No, Joe, You Shouldn’t Run

In an extended, and sometimes poignant interview with Stephen Colbert on “The Late Show,” Vice President Joe Biden discussed the loss of his son, Beau, and calls for his tossing his hat ring for president. Joe Biden is no doubt a really nice man and loving father and husband but even he expressed doubt last night that he has the heart, the soul or the energy to make that run.

“I don’t think any man or woman should run for president unless, number one, they know exactly why they would want to be president; and two, they can look at folks out there and say, ‘I promise you have my whole heart, my whole soul, my energy and my passion,'” he told comedian Stephen Colbert in an interview on CBS’ “The Late Show.”

“I’d be lying if I said that I knew I was there. I’m being completely honest,” Biden continued. “Nobody has a right in my view to seek that office unless they are willing to give it 110 percent of who they are.”

As Charles Pierce at Esquire Politics put it, “it was powerful television, but it doesn’t mean he should run for president.”

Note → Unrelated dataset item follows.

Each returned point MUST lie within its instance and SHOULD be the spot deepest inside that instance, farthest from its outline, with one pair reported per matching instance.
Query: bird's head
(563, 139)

This is a guy who already had more tragedy than a merciful god would have allowed and that was before his son, Beau, died earlier this year. Of course, the man broke down. The wonder is that he ever gets out of bed in the morning. What he should do is continue as best he can to be the finest vice-president of my lifetime. What he should not do in his current state of emotional turmoil is run for president. [..]

Joe Biden shouldn’t run for president because he shouldn’t do it to himself. He has earned a unique place in the country’s heart, which is a far warmer place for him as a human being than shivering in some cornfield outside Ottumwa in the cold winter winds. A presidential campaign is a soulless mechanism designed to grind the human spirit into easily digestible nuggets. Moments of profound personal pain and loss are as unavoidable as are concussions in the NFL. It was almost unbearable to watch him speak of his son’s death even to someone as profoundly compassionate as Colbert. I would hate to see him coin that grief into political currency, or fashion it into a portion of a stump speech that would become banal the second time it was delivered. I think, at some level, he would come to hate himself for having to do that.  It’s not that I wouldn’t vote for Joe Biden, though I probably wouldn’t. It’s that I don’t want to see him hurt any more.

Like Charlie, I admire Biden as a person but he is as hawkish as Hillary and just as friendly to Wall Street and the banks as Presidents Bill Clinton and Barack Obama. His record as a senator would hurt him just as Hillary’s is hurting her, the nonsensical e-mail tempest aside. The Democratic Party needs to stop tacking right and embrace the popular policies of Senators Bernie Sanders (I-VT) and Elizabeth Warren (D-MA).